Les cartes heuristiques ont déjà été mentionnées dans la section Lieu. Ce chapitre contient des exemples sans référence à des images ou endroits réels. Par exemple, pour la représentation des disciplines scientifiques, la position sur le papier des mathématiques ou de la biologie est moins importante que les relations entre ces disciplines (Relationships Among Scientific Paradigms, p. 368). La situation est similaire pour les plans de métro modifiés, où chaque ligne correspond à une catégorie (Web Trend Map p. 388).

Les visualisations interactives permettent de catégoriser de grandes quantités de données. Jonathan Harris rassemble par exemple des déclarations faites sur des sites de rencontre en ligne (I Want You To Want Me, p. 352). La visualisation à l'écran permet aux utilisateurs de filtrer d'énormes volumes de données par âge, genre ou d'autres catégories.



wikileaks Irag War logs Kamel makhloufi

HIERARCHIE
Les éléments sont classés selon leur priorité


Les hiérarchies sont des organisations verticales. Les éléments sont triés par ordre d'importance, du plus grand au plus petit, du plus haut au plus bas, etc. Dans une hiérarchie linéaire, par exemple un classement, chaque élément possède un parent et un enfant, et le résultat est une séquence continue. Fast Faust (p. 424) présente la liste de tous les mots employés dans l'oeuvre Faust de Goethe, en fonction de leur fréquence d'apparition dans le texte. Super Vision Chart (pA51) montre à intervalles mathématiques réguliers les unités de longueur présentes dans l'univers, des plus petites unités subatomiques aux plus grandes.

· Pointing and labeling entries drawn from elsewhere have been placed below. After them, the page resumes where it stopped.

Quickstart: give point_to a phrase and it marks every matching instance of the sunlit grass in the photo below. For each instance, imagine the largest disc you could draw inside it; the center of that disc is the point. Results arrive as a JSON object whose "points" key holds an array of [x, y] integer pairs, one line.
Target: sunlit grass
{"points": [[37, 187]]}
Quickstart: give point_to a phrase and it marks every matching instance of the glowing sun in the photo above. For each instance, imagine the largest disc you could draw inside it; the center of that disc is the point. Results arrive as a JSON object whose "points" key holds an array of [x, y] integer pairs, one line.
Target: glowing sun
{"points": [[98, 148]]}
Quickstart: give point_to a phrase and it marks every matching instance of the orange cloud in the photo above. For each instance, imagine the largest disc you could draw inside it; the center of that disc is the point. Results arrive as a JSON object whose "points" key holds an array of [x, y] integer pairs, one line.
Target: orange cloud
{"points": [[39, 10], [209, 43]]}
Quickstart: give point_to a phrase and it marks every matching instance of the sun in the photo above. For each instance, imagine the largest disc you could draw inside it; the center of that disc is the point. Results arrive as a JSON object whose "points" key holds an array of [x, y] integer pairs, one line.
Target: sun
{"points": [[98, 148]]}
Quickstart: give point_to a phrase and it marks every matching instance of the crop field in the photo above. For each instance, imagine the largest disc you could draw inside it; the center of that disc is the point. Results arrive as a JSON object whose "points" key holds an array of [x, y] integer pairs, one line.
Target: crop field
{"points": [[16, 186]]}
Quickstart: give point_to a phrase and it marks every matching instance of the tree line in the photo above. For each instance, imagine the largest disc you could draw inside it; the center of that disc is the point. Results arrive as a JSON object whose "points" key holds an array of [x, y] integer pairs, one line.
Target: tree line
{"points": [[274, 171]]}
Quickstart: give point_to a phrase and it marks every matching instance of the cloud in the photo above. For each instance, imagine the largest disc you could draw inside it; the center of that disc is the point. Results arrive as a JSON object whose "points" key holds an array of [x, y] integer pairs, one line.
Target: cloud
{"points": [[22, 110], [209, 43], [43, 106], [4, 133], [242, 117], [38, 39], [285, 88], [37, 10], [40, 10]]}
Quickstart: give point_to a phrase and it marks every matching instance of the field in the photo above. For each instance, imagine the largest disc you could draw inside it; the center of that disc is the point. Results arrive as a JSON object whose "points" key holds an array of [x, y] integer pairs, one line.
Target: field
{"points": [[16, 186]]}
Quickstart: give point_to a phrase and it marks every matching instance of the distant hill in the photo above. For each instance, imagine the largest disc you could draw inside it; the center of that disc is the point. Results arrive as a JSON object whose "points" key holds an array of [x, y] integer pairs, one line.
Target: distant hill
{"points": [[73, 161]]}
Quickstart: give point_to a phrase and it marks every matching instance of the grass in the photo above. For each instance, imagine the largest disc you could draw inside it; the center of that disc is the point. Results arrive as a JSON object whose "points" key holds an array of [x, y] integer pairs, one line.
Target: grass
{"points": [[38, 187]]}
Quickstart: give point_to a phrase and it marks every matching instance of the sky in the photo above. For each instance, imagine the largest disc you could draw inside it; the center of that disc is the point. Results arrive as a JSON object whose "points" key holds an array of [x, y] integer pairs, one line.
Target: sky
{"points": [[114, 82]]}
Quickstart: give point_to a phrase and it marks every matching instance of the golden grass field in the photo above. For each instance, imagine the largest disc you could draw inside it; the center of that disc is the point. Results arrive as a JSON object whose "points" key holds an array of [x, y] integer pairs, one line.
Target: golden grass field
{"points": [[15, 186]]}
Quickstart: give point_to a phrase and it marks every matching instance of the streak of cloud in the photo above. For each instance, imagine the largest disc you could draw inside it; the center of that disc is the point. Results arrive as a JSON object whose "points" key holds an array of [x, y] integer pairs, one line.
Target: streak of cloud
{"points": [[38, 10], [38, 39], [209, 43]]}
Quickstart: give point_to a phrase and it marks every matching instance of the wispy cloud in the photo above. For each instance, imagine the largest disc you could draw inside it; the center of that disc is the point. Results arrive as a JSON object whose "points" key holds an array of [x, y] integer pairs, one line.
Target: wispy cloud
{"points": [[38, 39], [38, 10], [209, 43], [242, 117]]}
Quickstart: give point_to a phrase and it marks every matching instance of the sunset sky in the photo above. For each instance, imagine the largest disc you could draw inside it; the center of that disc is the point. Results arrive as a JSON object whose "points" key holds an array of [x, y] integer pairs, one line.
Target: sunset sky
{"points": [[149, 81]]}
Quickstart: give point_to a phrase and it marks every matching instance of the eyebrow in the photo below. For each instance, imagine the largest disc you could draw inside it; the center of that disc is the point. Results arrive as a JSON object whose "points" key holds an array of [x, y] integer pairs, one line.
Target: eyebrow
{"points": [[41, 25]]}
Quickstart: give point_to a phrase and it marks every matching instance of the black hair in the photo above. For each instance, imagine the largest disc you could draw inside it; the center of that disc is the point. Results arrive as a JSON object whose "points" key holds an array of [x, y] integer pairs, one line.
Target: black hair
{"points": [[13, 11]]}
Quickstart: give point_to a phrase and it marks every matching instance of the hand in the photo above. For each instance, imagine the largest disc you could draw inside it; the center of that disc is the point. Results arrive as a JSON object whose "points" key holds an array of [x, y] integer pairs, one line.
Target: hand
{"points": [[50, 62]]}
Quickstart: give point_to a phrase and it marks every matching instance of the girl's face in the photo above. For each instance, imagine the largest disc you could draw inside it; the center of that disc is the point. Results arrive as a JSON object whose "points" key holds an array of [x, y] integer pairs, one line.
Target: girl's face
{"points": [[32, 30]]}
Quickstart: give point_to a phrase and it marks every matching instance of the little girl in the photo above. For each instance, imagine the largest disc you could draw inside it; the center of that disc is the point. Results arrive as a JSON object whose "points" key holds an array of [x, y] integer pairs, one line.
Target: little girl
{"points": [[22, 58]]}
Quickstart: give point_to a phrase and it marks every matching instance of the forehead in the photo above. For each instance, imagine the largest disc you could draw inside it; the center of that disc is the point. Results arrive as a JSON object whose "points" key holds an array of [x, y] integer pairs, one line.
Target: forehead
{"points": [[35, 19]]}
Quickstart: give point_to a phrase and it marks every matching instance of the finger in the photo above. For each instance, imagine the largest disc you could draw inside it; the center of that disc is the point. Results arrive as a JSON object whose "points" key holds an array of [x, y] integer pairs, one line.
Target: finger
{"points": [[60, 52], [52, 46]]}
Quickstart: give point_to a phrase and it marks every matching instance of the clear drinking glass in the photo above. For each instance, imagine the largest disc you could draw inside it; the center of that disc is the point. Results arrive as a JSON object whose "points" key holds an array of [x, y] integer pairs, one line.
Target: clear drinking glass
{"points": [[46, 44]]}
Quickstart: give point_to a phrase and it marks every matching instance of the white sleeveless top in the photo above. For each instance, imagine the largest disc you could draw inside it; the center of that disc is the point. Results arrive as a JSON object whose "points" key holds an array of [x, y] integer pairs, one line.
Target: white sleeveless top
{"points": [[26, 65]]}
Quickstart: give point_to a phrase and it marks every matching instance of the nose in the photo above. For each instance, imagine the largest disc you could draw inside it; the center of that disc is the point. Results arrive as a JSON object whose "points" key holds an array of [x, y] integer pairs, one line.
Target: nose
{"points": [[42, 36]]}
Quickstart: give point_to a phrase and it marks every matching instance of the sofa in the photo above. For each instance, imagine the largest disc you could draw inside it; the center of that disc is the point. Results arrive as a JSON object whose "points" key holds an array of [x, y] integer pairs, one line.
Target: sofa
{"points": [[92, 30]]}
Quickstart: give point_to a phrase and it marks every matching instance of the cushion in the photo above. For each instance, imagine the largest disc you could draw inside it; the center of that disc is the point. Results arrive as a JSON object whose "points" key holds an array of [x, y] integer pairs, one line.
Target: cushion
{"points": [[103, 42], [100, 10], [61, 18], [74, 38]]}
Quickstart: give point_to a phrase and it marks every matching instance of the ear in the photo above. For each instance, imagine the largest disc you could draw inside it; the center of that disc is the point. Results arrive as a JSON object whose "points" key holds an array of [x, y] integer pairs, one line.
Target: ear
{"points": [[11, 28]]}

Les hiérarchies illustrent des proportions, comme dans le typique camembert où les quantités apparaissent comme les tranches d'un cercle. L'omniprésence de ces diagrammes dans le monde des affaires et de la science a donné lieu à de nombreux commentaires ironiques (Faces Diagrams, pA21).

Toutefois, la présentation des données au moyen de champs de différentes tailles et couleurs reste la meilleure façon d'illustrer les proportions dans les infographies. Billion Dollar Gram (p. 411) représente les flux monétaires internationaux qui passent par divers canaux à l'aide d'une série de surfaces de couleur montrant visuellement l'ordre hiérarchique entre grand et petit.



Les hiérarchies ramifiées partent de l'élément le plus haut et se divisent en nombreux sous-éléments ; c'est par exemple le cas pour les grandes institutions (cf. Small Industries Development, p. 449). L'arborescence est une façon classique d'illustrer des hiérarchies ramifiées: de la racine, les éléments se divisent en un nombre croissant de sous-groupes. Cette image a souvent été employée pour décrire l'évolution des espèces, les arbres généalogiques étant un classique du genre. Dans Natural Sèlections (p. 435), l'arborescence sert à regrouper des logos d'animaux et de plantes utilisés par les éditeurs américains.

Les taxonomies traitent de domaines de connaissances entiers et représentent dans des diagrammes hiérarchiques une organisation continue du plus grand au plus petit. Par exemple, A Taxonomy of Complete World Knowledge (p. 408) organise toutes les connaissances (imaginaires) sur le monde de haut en bas dans une structure en arborescence. Taxonomy of Team Names (p. 453) place la racine commune au centre, et les sous-espèces partent d'elle pour former un cercle autour. Dans la taxonomie des types de bière, la catégorie la plus générique, « bière », se trouve au centre et sert de point de départ à tous les sous-groupes de bière classés (The Very Many Varieties of Beer, p. 464).

Les sites Web sont également organisés de façon hiérarchique. Le plan d'un site Internet contient toutes les pages individuelles dans une structure en arborescence. Dans le cas d'une plateforme Internet importante, comme Facebook, cette hiérarchie de pages est gigantesque et déroutante, et il est difficile d'y retrouver des pages concrètes. A Nightmare on Privacy Street (p.406) illustre comment la structure hiérarchique complexe d'un site Web dissimule les paramètres de vie privée et empêche les utilisateurs de les trouver facilement.